I've been thinking, even against my will, about Syria.  My active will has been doing as much reading about Syria and the "situation" there as my weepy, waxing-and-waning-in-visual-acuity eyes will allow.  And then, of course, there are dreams.

An excellent beginning article comes from scholar Juan Cole's attempt at an independent-minded news analysis blog, Informed Comment:  "Top Ten things Americans need to Know about Syria if they’re going to Threaten to Bomb It."  I'd never heard the quote he leads with, and appreciated the addition of more Ambrose Bierce in to my muddled Devil's Dictionary of a mind -- “War is God’s way of teaching Americans geography.”

Of course, Juan Cole most likely doesn't have the refrain "Nothing matters" as the running backbeat to that bit of Bierce irony.

I'm a hawk on this one.  A nasty hawk.

Perhaps it's that I know and trust in USAmerican air power and ability to surgically strike.  Obama was right when he said the "US doesn't do pinpricks."  It's the understanding of how disabling an air strike will be that has al-Assad issuing cocky demands today, via Lakhdar Brahimi, the U.N.-Arab League envoy for Syria, and Russian Foreign Minister Sergey Lavrov.  The proposal that Russia has fabricated is going to be, my omniscient self foresees, woefully inadequate.  It certainly ought not be the basis for a war criminal's demands.


That's right, I shock myself whenever I toss around that label, knowing that the USA is signatory to the League of War Criminals. I could also argue that any war, any military action, is criminal.  But reductio?
That's arguing for wimps.

Or that's arguing for the angelic.

I don't fall into either category, though I've wimped out often enough.  Still, neither wimpiness nor halos are basic to my character.

I dream of napalm and agent orange.  I dream about 9-year-old Phan Thi Kim Phúc and Nick Ut's iconic photo.  

She lived, and now lives in Canada, where she has the gall to say such things as: 
Forgiveness made me free from hatred. I still have many scars on my body and severe pain most days but my heart is cleansed. Napalm is very powerful, but faith, forgiveness, and love are much more powerful. We would not have war at all if everyone could learn how to live with true love, hope, and forgiveness. If that little girl in the picture can do it, ask yourself: Can you?
-- Kim Phúc, NPR in 2008

No, Kim Phúc, I can't.

Because the iconic photos keep rolling in.  Because you survived, in large part, not by love, hope, and forgiveness, but by the actions of Nick Ut in getting you to a hospital.  Because someone (guided by human decency, yes) DID something.

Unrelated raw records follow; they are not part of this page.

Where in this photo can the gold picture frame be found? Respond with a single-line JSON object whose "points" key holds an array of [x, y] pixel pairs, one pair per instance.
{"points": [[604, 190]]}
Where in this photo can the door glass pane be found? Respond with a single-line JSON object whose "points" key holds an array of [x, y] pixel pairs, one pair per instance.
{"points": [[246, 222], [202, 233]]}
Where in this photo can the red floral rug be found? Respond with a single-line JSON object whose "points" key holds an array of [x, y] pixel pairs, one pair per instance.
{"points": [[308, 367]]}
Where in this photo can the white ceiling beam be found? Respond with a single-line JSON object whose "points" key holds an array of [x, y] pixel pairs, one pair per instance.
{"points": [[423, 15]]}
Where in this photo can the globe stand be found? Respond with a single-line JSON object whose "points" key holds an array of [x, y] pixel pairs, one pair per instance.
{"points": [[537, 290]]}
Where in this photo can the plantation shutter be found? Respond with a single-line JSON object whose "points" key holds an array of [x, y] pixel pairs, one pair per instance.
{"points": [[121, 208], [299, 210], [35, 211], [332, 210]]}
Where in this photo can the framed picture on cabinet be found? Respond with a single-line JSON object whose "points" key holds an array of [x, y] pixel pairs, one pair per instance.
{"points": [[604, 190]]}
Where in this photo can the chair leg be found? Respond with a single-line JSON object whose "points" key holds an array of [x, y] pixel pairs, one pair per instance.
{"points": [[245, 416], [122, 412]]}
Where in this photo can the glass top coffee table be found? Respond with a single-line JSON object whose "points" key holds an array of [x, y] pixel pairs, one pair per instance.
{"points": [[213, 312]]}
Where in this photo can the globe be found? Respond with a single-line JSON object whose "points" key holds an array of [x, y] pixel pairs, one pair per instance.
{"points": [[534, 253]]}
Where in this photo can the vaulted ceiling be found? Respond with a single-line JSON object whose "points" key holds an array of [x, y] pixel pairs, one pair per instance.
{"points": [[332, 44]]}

At least I can definitively give Bierce's guiding "nothing matters" a resounding "ef-off" at this point in life. Sadly, though, and in high contrast to most of my dearest friends and those relatives of mine who actually think about things beyond what they will inherit, I also give the Grand Whiff-Off to platitudes that impart worldly usefulness to notions of personal improvement.

Of course, I've no idea what Kim Phúc thinks of the gassed dead in Syria, particularly the children.  She may be a stern master, an avenging well-armed angel.  I don't know.